Photo by Natasha Chebanoo on Pexels

The anecdote that says it all

It has been reported that Joan Westenberg’s new essay paints a bleak, funny, and a little sad portrait of what she calls "Passive Income Brain." The opener is sharp: a man who thought he was “building a business” was dropshipping jade face rollers he’d never used, never understood, and never bothered to support—five months in and $800 in the hole. Westenberg bought him coffee.

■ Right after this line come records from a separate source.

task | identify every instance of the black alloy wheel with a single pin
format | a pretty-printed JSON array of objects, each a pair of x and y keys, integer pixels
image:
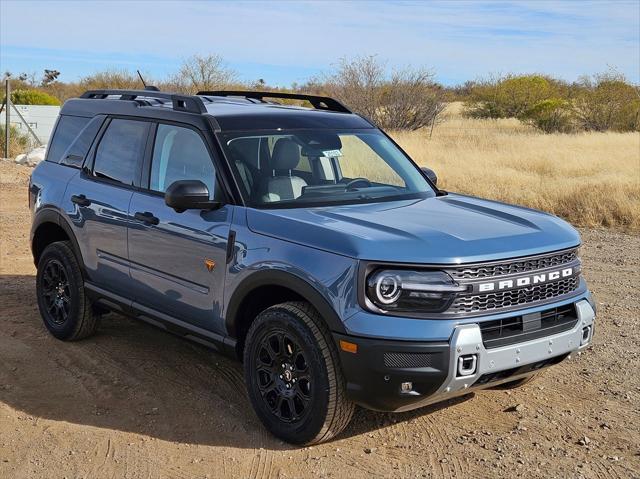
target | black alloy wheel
[{"x": 283, "y": 376}]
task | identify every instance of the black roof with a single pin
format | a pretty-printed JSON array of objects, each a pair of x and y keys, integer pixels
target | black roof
[{"x": 223, "y": 110}]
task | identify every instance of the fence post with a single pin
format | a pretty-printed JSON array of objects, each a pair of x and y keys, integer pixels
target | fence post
[{"x": 7, "y": 128}]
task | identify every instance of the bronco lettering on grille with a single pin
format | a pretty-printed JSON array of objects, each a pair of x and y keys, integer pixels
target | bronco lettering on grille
[{"x": 527, "y": 280}]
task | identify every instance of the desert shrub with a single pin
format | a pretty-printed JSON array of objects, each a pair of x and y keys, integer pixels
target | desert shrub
[
  {"x": 607, "y": 102},
  {"x": 512, "y": 96},
  {"x": 18, "y": 141},
  {"x": 199, "y": 73},
  {"x": 406, "y": 100},
  {"x": 550, "y": 116},
  {"x": 116, "y": 79},
  {"x": 32, "y": 97}
]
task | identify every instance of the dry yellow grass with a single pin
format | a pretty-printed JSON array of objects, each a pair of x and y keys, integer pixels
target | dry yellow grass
[{"x": 590, "y": 179}]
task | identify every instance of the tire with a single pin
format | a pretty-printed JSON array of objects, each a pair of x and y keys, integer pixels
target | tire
[
  {"x": 515, "y": 384},
  {"x": 289, "y": 344},
  {"x": 64, "y": 306}
]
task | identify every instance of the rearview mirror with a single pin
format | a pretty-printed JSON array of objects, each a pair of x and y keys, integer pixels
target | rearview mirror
[
  {"x": 185, "y": 195},
  {"x": 430, "y": 174}
]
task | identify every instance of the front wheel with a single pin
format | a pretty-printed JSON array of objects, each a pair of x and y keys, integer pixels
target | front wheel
[
  {"x": 66, "y": 310},
  {"x": 293, "y": 375}
]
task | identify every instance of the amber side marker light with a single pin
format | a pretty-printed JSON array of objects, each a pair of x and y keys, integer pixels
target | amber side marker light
[{"x": 348, "y": 347}]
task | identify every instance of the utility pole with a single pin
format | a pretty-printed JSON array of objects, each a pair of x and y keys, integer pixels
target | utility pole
[{"x": 7, "y": 92}]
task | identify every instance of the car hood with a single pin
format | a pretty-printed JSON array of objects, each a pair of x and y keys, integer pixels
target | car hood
[{"x": 448, "y": 229}]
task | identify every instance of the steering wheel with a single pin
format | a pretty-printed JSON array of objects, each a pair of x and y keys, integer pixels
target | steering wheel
[{"x": 357, "y": 183}]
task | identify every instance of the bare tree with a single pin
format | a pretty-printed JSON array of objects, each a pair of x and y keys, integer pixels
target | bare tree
[
  {"x": 49, "y": 77},
  {"x": 407, "y": 100},
  {"x": 206, "y": 72}
]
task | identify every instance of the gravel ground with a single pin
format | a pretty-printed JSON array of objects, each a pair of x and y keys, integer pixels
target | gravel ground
[{"x": 134, "y": 401}]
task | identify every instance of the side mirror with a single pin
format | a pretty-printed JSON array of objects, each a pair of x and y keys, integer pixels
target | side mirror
[
  {"x": 430, "y": 174},
  {"x": 185, "y": 195}
]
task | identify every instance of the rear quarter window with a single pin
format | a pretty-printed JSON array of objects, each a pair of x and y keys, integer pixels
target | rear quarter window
[
  {"x": 75, "y": 154},
  {"x": 66, "y": 131}
]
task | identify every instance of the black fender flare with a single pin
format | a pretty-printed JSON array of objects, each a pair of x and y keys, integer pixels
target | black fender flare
[
  {"x": 274, "y": 277},
  {"x": 51, "y": 215}
]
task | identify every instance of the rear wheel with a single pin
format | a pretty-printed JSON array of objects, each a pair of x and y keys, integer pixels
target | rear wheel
[
  {"x": 293, "y": 376},
  {"x": 66, "y": 310}
]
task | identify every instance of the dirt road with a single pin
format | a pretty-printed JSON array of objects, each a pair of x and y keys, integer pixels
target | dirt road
[{"x": 134, "y": 401}]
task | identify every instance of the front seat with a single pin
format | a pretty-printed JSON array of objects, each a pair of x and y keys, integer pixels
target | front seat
[{"x": 282, "y": 185}]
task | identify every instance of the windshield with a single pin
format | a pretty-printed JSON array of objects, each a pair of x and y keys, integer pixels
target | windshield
[{"x": 301, "y": 168}]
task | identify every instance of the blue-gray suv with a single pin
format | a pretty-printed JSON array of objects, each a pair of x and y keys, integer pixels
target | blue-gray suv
[{"x": 305, "y": 242}]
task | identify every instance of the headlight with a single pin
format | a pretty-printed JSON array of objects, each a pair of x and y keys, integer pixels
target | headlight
[{"x": 411, "y": 291}]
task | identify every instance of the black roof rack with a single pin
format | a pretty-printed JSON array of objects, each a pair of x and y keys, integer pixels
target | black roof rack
[
  {"x": 187, "y": 103},
  {"x": 318, "y": 102}
]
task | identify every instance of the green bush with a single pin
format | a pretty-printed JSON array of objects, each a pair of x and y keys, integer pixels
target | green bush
[
  {"x": 607, "y": 102},
  {"x": 32, "y": 97},
  {"x": 511, "y": 97},
  {"x": 18, "y": 142},
  {"x": 551, "y": 115}
]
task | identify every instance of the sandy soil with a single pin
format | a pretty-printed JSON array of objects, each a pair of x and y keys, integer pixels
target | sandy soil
[{"x": 136, "y": 402}]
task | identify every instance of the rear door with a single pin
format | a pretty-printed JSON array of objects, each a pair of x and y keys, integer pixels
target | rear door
[
  {"x": 178, "y": 260},
  {"x": 97, "y": 202}
]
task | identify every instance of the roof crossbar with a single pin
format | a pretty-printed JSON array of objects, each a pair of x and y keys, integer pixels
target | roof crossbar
[
  {"x": 186, "y": 103},
  {"x": 318, "y": 102}
]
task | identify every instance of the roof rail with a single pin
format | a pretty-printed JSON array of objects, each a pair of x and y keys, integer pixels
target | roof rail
[
  {"x": 187, "y": 103},
  {"x": 318, "y": 102}
]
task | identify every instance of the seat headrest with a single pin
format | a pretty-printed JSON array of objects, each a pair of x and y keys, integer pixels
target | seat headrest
[{"x": 286, "y": 154}]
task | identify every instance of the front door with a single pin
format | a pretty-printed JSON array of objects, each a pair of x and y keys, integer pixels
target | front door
[{"x": 178, "y": 260}]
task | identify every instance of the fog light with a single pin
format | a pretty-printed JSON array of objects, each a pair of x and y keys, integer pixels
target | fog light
[{"x": 467, "y": 364}]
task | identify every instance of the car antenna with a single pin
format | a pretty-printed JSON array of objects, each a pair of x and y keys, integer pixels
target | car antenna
[{"x": 149, "y": 87}]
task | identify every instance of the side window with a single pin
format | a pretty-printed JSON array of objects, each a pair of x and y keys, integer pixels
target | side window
[
  {"x": 121, "y": 150},
  {"x": 180, "y": 154},
  {"x": 66, "y": 131},
  {"x": 74, "y": 155}
]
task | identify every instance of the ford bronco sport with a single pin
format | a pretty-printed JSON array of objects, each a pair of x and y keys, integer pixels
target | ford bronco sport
[{"x": 304, "y": 241}]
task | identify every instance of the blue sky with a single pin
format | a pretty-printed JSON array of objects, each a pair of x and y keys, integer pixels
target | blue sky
[{"x": 290, "y": 41}]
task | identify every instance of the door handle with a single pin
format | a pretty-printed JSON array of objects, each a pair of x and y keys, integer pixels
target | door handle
[
  {"x": 80, "y": 200},
  {"x": 146, "y": 218}
]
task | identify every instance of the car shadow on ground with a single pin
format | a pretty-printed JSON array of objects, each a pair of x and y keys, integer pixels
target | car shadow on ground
[{"x": 136, "y": 378}]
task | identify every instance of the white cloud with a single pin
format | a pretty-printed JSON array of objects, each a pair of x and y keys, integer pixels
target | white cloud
[{"x": 458, "y": 39}]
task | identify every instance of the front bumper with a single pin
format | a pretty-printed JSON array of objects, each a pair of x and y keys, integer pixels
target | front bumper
[{"x": 376, "y": 373}]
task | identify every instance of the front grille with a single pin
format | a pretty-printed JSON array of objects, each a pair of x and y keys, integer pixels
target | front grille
[
  {"x": 408, "y": 360},
  {"x": 514, "y": 266},
  {"x": 518, "y": 329},
  {"x": 474, "y": 303}
]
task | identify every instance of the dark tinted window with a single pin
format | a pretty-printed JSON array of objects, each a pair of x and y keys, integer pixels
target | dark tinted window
[
  {"x": 80, "y": 147},
  {"x": 180, "y": 154},
  {"x": 66, "y": 131},
  {"x": 120, "y": 150}
]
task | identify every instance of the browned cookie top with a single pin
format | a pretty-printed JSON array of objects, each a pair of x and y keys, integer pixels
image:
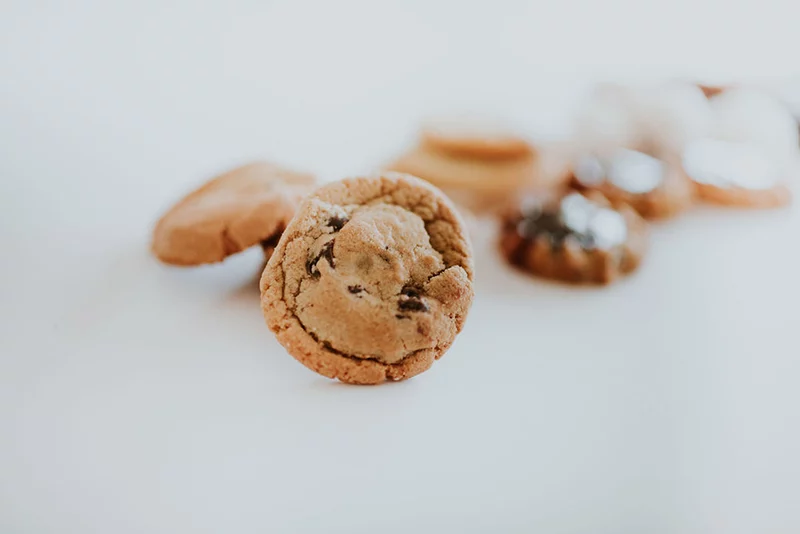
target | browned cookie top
[
  {"x": 229, "y": 213},
  {"x": 371, "y": 280}
]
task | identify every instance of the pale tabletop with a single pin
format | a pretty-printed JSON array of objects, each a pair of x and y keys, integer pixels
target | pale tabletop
[{"x": 139, "y": 398}]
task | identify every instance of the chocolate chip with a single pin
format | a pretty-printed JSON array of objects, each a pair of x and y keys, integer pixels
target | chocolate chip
[
  {"x": 327, "y": 253},
  {"x": 412, "y": 304},
  {"x": 337, "y": 222},
  {"x": 410, "y": 291}
]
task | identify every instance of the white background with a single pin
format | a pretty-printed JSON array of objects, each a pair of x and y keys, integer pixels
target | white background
[{"x": 139, "y": 398}]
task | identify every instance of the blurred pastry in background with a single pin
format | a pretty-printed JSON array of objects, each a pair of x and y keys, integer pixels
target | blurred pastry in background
[
  {"x": 481, "y": 166},
  {"x": 750, "y": 154},
  {"x": 655, "y": 188},
  {"x": 482, "y": 140},
  {"x": 711, "y": 90},
  {"x": 628, "y": 142},
  {"x": 574, "y": 237},
  {"x": 735, "y": 173},
  {"x": 245, "y": 207}
]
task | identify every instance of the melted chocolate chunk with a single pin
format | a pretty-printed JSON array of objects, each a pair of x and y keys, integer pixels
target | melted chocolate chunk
[
  {"x": 326, "y": 253},
  {"x": 412, "y": 304},
  {"x": 547, "y": 223},
  {"x": 337, "y": 222},
  {"x": 590, "y": 225},
  {"x": 410, "y": 291}
]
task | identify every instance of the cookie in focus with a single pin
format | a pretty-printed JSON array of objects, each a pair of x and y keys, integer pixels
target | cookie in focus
[{"x": 372, "y": 279}]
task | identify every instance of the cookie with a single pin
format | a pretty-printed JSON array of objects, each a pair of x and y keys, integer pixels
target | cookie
[
  {"x": 473, "y": 139},
  {"x": 372, "y": 279},
  {"x": 576, "y": 237},
  {"x": 736, "y": 174},
  {"x": 479, "y": 185},
  {"x": 654, "y": 188},
  {"x": 711, "y": 90},
  {"x": 232, "y": 212}
]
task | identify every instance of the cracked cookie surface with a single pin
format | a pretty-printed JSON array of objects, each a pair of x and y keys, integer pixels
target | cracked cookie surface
[
  {"x": 230, "y": 213},
  {"x": 372, "y": 279}
]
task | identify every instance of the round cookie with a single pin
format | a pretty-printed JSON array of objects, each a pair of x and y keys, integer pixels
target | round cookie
[
  {"x": 654, "y": 188},
  {"x": 480, "y": 185},
  {"x": 736, "y": 174},
  {"x": 711, "y": 90},
  {"x": 372, "y": 279},
  {"x": 576, "y": 237},
  {"x": 473, "y": 139},
  {"x": 230, "y": 213}
]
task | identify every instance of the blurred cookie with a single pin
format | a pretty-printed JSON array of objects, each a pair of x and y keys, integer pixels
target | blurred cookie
[
  {"x": 230, "y": 213},
  {"x": 371, "y": 281},
  {"x": 480, "y": 185},
  {"x": 736, "y": 174},
  {"x": 577, "y": 238},
  {"x": 473, "y": 139},
  {"x": 654, "y": 188},
  {"x": 711, "y": 90}
]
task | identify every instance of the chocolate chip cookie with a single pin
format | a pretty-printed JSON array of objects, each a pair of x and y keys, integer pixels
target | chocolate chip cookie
[
  {"x": 576, "y": 238},
  {"x": 372, "y": 279},
  {"x": 232, "y": 212}
]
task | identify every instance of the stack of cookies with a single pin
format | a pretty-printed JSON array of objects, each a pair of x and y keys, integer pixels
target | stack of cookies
[{"x": 479, "y": 164}]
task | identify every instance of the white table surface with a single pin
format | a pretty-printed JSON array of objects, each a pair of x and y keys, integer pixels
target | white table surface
[{"x": 139, "y": 398}]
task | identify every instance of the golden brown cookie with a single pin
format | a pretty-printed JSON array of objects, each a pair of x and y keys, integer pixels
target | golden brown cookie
[
  {"x": 576, "y": 237},
  {"x": 481, "y": 185},
  {"x": 372, "y": 279},
  {"x": 654, "y": 188},
  {"x": 740, "y": 174},
  {"x": 711, "y": 90},
  {"x": 471, "y": 139},
  {"x": 232, "y": 212}
]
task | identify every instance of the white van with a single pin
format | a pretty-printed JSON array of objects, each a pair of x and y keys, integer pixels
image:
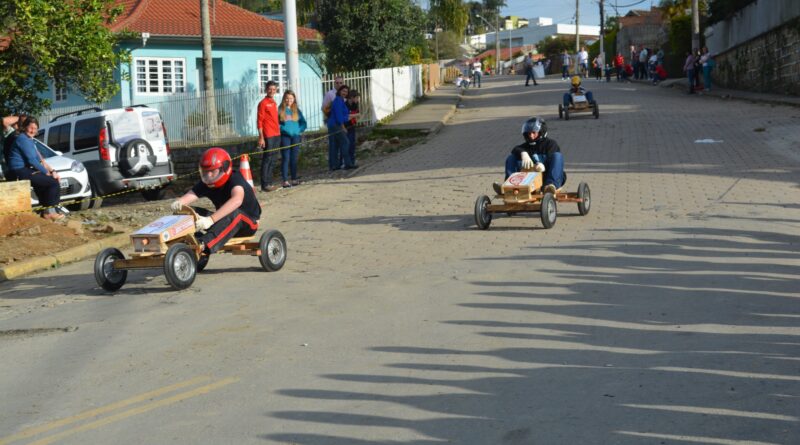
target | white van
[{"x": 122, "y": 148}]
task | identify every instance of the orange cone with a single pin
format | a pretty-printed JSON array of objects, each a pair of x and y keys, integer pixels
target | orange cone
[{"x": 244, "y": 168}]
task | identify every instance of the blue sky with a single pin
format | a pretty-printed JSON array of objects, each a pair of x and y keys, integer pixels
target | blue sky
[{"x": 563, "y": 11}]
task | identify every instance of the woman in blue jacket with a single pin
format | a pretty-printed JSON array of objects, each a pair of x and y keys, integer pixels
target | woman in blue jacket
[
  {"x": 25, "y": 163},
  {"x": 293, "y": 124},
  {"x": 337, "y": 129}
]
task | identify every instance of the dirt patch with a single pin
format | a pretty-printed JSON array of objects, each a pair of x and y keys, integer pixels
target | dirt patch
[{"x": 26, "y": 236}]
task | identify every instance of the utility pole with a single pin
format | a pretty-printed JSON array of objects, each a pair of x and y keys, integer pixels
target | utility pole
[
  {"x": 695, "y": 26},
  {"x": 208, "y": 70},
  {"x": 292, "y": 54}
]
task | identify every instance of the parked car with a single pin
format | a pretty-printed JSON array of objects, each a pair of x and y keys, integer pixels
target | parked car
[
  {"x": 122, "y": 148},
  {"x": 74, "y": 177}
]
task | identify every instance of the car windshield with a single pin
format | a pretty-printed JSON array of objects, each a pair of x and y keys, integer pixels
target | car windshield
[{"x": 44, "y": 150}]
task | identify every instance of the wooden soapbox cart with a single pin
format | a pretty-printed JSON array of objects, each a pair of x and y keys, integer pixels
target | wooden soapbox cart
[
  {"x": 522, "y": 193},
  {"x": 579, "y": 105},
  {"x": 169, "y": 243}
]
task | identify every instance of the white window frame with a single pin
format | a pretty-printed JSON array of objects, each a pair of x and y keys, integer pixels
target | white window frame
[
  {"x": 270, "y": 65},
  {"x": 177, "y": 88}
]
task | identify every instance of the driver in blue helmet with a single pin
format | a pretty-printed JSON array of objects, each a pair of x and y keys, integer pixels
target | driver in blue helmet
[{"x": 538, "y": 153}]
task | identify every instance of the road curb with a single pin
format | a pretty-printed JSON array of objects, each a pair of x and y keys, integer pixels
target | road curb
[{"x": 73, "y": 254}]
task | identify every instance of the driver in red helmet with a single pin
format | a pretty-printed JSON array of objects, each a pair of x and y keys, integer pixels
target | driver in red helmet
[{"x": 237, "y": 209}]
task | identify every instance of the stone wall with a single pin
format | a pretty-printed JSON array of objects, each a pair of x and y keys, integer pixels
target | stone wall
[{"x": 769, "y": 63}]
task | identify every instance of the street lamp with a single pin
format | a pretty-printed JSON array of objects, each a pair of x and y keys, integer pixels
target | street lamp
[{"x": 496, "y": 43}]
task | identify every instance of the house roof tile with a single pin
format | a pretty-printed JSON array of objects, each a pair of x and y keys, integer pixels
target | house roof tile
[{"x": 182, "y": 18}]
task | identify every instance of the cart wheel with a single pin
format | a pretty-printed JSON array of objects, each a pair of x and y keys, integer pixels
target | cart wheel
[
  {"x": 273, "y": 250},
  {"x": 202, "y": 262},
  {"x": 483, "y": 219},
  {"x": 549, "y": 211},
  {"x": 586, "y": 195},
  {"x": 104, "y": 273},
  {"x": 180, "y": 266}
]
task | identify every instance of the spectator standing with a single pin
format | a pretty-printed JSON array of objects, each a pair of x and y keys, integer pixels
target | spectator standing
[
  {"x": 353, "y": 100},
  {"x": 25, "y": 163},
  {"x": 269, "y": 135},
  {"x": 642, "y": 73},
  {"x": 337, "y": 129},
  {"x": 476, "y": 72},
  {"x": 293, "y": 124},
  {"x": 583, "y": 62},
  {"x": 688, "y": 68},
  {"x": 707, "y": 61},
  {"x": 565, "y": 62}
]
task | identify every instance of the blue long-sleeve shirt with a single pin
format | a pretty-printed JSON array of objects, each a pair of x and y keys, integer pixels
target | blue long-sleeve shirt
[
  {"x": 291, "y": 127},
  {"x": 23, "y": 154},
  {"x": 339, "y": 113}
]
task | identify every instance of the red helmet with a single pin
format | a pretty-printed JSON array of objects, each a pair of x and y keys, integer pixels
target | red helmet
[{"x": 215, "y": 167}]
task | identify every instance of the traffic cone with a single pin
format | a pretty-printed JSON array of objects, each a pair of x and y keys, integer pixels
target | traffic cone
[{"x": 244, "y": 168}]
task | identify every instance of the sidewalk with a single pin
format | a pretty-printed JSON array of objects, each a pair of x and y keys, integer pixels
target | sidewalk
[
  {"x": 430, "y": 112},
  {"x": 428, "y": 115},
  {"x": 724, "y": 93}
]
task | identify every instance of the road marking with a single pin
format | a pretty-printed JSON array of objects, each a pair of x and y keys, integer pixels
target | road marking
[
  {"x": 135, "y": 411},
  {"x": 102, "y": 410}
]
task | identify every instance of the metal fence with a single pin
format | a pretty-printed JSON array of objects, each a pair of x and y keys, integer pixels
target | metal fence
[{"x": 188, "y": 124}]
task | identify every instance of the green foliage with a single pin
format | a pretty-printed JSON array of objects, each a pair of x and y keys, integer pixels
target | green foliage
[
  {"x": 452, "y": 15},
  {"x": 720, "y": 10},
  {"x": 363, "y": 35},
  {"x": 58, "y": 39}
]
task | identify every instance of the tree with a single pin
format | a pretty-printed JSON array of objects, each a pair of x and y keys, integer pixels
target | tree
[
  {"x": 65, "y": 41},
  {"x": 363, "y": 35}
]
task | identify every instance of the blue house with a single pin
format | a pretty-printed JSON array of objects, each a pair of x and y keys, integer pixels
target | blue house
[{"x": 166, "y": 67}]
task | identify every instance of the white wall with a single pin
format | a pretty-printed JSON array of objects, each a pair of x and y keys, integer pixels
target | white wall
[{"x": 752, "y": 21}]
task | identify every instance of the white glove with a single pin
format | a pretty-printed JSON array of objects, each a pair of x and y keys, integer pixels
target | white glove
[
  {"x": 527, "y": 162},
  {"x": 203, "y": 223}
]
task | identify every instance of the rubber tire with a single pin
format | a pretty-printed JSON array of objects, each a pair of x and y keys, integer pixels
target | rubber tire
[
  {"x": 125, "y": 163},
  {"x": 107, "y": 282},
  {"x": 180, "y": 251},
  {"x": 154, "y": 194},
  {"x": 264, "y": 243},
  {"x": 549, "y": 211},
  {"x": 96, "y": 201},
  {"x": 483, "y": 219},
  {"x": 202, "y": 262},
  {"x": 585, "y": 194}
]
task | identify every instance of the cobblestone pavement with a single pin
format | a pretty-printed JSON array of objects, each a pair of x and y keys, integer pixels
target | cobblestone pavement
[{"x": 667, "y": 315}]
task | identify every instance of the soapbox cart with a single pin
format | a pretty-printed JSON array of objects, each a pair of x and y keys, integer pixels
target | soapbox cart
[
  {"x": 170, "y": 243},
  {"x": 522, "y": 193},
  {"x": 579, "y": 105}
]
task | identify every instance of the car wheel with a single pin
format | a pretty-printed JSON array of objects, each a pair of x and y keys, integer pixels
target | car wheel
[
  {"x": 180, "y": 266},
  {"x": 273, "y": 251},
  {"x": 104, "y": 273}
]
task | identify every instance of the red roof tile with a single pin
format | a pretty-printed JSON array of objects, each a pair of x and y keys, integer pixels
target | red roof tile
[{"x": 182, "y": 18}]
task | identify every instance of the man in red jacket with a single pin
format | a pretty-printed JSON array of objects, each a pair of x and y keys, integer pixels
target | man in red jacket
[{"x": 269, "y": 135}]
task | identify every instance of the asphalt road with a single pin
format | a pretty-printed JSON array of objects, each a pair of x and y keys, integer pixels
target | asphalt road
[{"x": 668, "y": 315}]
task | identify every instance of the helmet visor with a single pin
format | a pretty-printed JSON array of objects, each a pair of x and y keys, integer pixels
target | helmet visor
[{"x": 210, "y": 176}]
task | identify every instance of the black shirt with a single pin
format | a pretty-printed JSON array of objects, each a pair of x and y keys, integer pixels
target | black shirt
[
  {"x": 545, "y": 146},
  {"x": 219, "y": 196}
]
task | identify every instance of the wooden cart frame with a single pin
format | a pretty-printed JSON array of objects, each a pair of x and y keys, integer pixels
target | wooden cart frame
[{"x": 180, "y": 254}]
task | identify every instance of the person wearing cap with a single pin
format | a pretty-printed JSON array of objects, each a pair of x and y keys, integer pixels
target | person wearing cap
[
  {"x": 538, "y": 153},
  {"x": 237, "y": 209}
]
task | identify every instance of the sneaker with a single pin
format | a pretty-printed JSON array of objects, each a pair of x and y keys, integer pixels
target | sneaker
[{"x": 498, "y": 188}]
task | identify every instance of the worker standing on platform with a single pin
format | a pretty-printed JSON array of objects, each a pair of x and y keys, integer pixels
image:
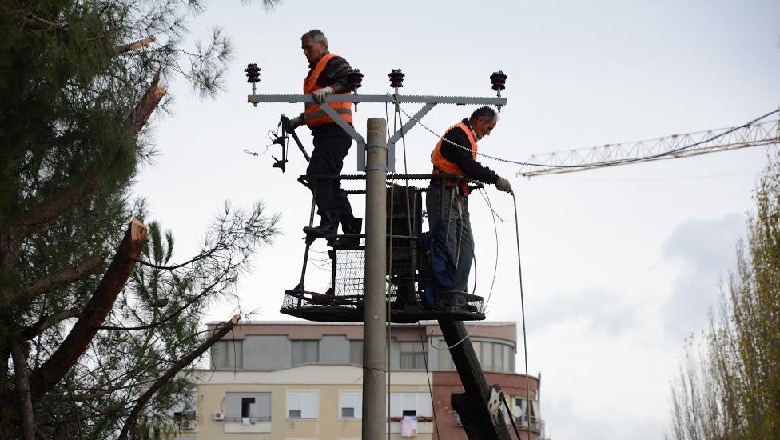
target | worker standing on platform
[
  {"x": 447, "y": 199},
  {"x": 328, "y": 74}
]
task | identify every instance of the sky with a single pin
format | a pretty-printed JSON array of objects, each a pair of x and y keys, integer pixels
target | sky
[{"x": 619, "y": 265}]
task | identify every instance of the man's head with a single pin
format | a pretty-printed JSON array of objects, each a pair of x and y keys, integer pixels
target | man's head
[
  {"x": 483, "y": 121},
  {"x": 314, "y": 44}
]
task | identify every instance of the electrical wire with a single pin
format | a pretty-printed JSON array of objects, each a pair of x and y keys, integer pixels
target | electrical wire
[
  {"x": 522, "y": 301},
  {"x": 604, "y": 164}
]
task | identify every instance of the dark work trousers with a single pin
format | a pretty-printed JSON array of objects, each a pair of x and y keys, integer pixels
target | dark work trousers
[
  {"x": 445, "y": 204},
  {"x": 331, "y": 145}
]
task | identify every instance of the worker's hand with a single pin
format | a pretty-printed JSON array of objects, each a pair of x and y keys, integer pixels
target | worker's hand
[
  {"x": 319, "y": 95},
  {"x": 295, "y": 123},
  {"x": 504, "y": 185}
]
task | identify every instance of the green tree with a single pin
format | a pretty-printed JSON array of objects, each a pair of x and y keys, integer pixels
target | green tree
[
  {"x": 731, "y": 389},
  {"x": 84, "y": 355}
]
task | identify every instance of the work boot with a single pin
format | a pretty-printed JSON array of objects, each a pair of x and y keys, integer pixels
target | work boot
[
  {"x": 351, "y": 227},
  {"x": 329, "y": 224}
]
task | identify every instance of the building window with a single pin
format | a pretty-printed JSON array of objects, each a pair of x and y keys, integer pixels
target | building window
[
  {"x": 302, "y": 404},
  {"x": 418, "y": 404},
  {"x": 413, "y": 355},
  {"x": 356, "y": 353},
  {"x": 305, "y": 352},
  {"x": 525, "y": 414},
  {"x": 350, "y": 405},
  {"x": 248, "y": 407},
  {"x": 445, "y": 358},
  {"x": 227, "y": 355},
  {"x": 495, "y": 356}
]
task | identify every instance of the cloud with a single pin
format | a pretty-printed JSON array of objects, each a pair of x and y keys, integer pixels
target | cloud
[
  {"x": 597, "y": 310},
  {"x": 706, "y": 249}
]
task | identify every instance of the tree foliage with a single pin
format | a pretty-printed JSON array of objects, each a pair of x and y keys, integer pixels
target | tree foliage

You can feel the embarrassment and the pity in that small, humane moment; it’s the emotional hook of the piece.

Big numbers, thin margins

It has been reported that between 2019 and 2021 roughly 700,000 new Shopify stores opened, taking the platform from about one million merchants to 1.7 million. Many of those shops were set up in the service of a single promise: build a system, make money while you sleep, quit your day job. The essay alleges that the real winners were the people selling courses about how to get rich passively—an ouroboros of advice that fed itself.

Why it matters

Westenberg argues that optimizing for “passivity” warped priorities: care and customer work were treated as bugs, not features. Who wouldn’t want money that shows up while you sleep? But when passivity becomes the goal, you stop caring about what customers actually need. The piece lands as part cautionary tale, part cultural diagnosis—an indictment of a trend that turned entrepreneurship into a lottery ticket rather than a craft. The essay, discussed on Hacker News and published on Joan Westenberg’s site, is a reminder that systems without care are often just scaffolding for failure.